# Baby Hermann's Will Not Eat Food



## Mr.Puff (Oct 1, 2009)

Hello,

I have had a baby Hermann's tortoise since Saturday. He ate the first two days but has since stopped. The humidity in his tank is around 35% to 45% and the heat ranges from 78 to 95 degrees (it's a 24" by 24" 30 gallon square). I have tried spring mix, grassland tortoise food, and even grapes. Instead of eating these he insists on consuming the moss I have sprinkled around his cage to hold moisture. 

He also will not stay on the surface, but instead burrows. I have not seen him sit in the basking light for long either. If he is on the surface he is very inactive or asleep. Only sometimes will he wander around his cage to find things.

This is the first day he hasn't been completely skitish.

What should I do?

Thanks,
Mr.Puff


----------



## egyptiandan (Oct 1, 2009)

Welcome to the forum 

What did he/she eat for the first 2 days? If your Hermanns ate the first 2 days it had to be a bit active. 
Your Hermanns is eating (the moss), just not what you want it to eat. I would take the moss out as it can sometimes cause impaction (not being able to pass food through the system).
Keep soaking him/her at least once a day and hopefully the moss will pass out of the system no problem.
How long are your light on for?
It would be great if you could post some pictures of your set-up so we can see whats going on. 

Danny


----------



## Mr.Puff (Oct 1, 2009)

Danny,

The lights stay on for 14 hours. He just pooed today, so impaction is not a problem yet. He nibbles on everything inside of his cage (including his fake plant), but won't touch actual food. It's almost as if he does not want to explore his surrounds. Today, after waking him up, he did walk around a bit.

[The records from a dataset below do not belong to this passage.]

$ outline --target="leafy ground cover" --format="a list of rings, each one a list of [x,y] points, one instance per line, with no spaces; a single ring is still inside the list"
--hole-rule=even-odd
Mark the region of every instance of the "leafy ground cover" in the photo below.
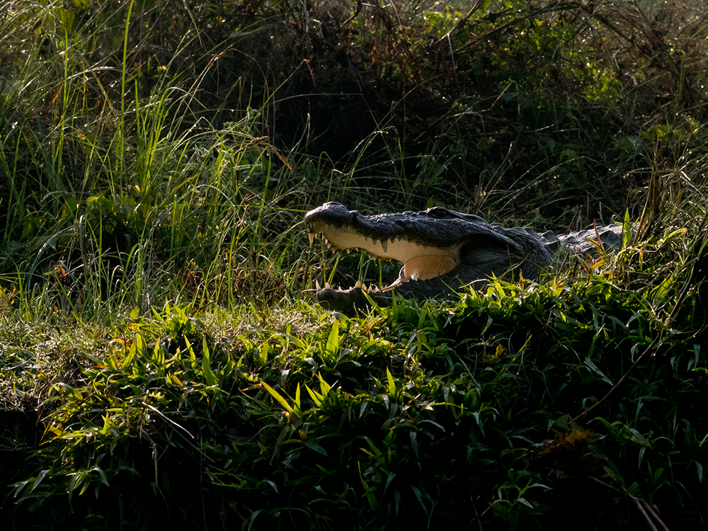
[[[0,5],[0,522],[705,527],[701,8]],[[636,236],[348,318],[329,200]]]

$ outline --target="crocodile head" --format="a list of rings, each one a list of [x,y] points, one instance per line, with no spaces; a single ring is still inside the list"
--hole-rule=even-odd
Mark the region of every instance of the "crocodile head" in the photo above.
[[[508,278],[515,270],[535,278],[552,260],[532,231],[505,229],[440,207],[365,216],[328,202],[307,212],[305,225],[311,243],[321,235],[333,251],[361,249],[374,258],[403,263],[395,282],[370,290],[379,302],[390,299],[391,292],[426,298],[492,275]],[[319,290],[317,299],[325,307],[345,312],[365,304],[358,286]]]

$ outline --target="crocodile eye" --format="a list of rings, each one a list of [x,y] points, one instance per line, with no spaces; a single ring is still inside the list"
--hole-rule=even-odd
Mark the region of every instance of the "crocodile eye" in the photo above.
[[[450,215],[450,210],[443,207],[428,208],[426,210],[426,213],[430,217],[434,217],[436,219],[448,219],[452,217]]]

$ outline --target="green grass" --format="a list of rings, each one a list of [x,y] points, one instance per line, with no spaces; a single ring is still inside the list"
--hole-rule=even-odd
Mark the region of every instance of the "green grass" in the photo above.
[[[0,521],[704,527],[701,5],[475,5],[2,6]],[[637,238],[350,319],[334,200]]]

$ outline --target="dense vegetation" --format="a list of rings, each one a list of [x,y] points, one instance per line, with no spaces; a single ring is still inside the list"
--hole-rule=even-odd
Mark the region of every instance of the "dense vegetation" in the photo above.
[[[0,1],[0,527],[704,528],[704,11]],[[331,200],[636,237],[348,318]]]

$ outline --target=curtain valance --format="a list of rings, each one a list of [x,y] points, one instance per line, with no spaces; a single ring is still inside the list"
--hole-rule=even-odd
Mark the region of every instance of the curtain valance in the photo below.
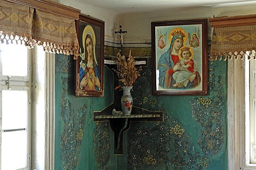
[[[0,41],[79,56],[75,21],[28,6],[0,0]]]
[[[256,59],[256,15],[209,19],[214,28],[210,60]]]

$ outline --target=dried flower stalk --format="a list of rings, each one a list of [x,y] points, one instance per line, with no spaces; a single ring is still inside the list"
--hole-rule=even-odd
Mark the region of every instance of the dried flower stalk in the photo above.
[[[120,52],[117,54],[117,57],[116,60],[117,62],[117,69],[113,69],[117,73],[119,79],[119,86],[132,86],[135,80],[140,76],[140,72],[142,70],[141,66],[138,69],[135,66],[135,60],[131,55],[125,57],[121,56]]]

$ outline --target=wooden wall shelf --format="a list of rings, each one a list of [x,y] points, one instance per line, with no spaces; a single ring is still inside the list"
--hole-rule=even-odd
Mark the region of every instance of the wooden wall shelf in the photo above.
[[[115,105],[112,104],[102,111],[93,112],[93,121],[102,122],[109,121],[111,130],[114,134],[114,154],[123,154],[123,132],[127,131],[131,122],[163,121],[163,111],[150,111],[133,106],[131,115],[114,115],[111,114]]]

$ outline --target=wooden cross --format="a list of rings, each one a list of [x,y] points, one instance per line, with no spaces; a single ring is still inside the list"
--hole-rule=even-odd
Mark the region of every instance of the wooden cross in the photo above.
[[[127,33],[127,31],[122,30],[122,26],[119,26],[120,29],[119,31],[115,31],[115,33],[118,33],[120,36],[120,44],[121,45],[121,55],[123,55],[123,36]]]

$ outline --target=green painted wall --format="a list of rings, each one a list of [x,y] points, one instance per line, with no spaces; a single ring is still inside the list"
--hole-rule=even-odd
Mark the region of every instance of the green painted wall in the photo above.
[[[93,112],[113,100],[114,73],[105,66],[104,97],[75,97],[73,57],[56,55],[55,169],[228,169],[227,63],[209,61],[207,96],[152,95],[151,63],[134,84],[134,105],[164,110],[164,121],[131,122],[124,155],[116,156],[108,123],[93,122]]]

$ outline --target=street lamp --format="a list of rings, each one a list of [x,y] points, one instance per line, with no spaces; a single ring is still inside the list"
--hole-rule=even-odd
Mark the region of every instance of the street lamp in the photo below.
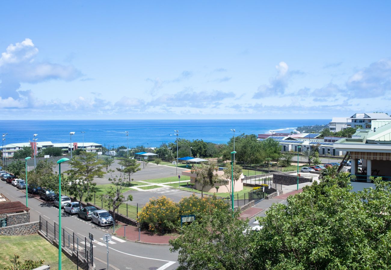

This is the first day he has poked his head out when I pick him up. He also doesn't flinch or go in his shell anymore when I am adjusting stuff in his cage (like adding food or water). Maybe he will be OK when he gets more used to me? Perhaps he is in a kind of shock after being taken away from all the other tortoises he used to have around?

I have changed his setup a couple times after getting him. I went from a heat pad to a basking light. Then I throttled the basking light down from 111 degrees at the hot spot to 95 degrees. At night I used to have a red light, but his cage was getting up to 82 degrees and I wanted it closer to 75. Now he has no light at night.

The substrate is coconut bark with a little bit of moss mixed into the top layer and spread around to raise the humidity. I'm thinking about getting an automated mister because my house humidity is so low, in California, that his cage was getting down to 20% or lower.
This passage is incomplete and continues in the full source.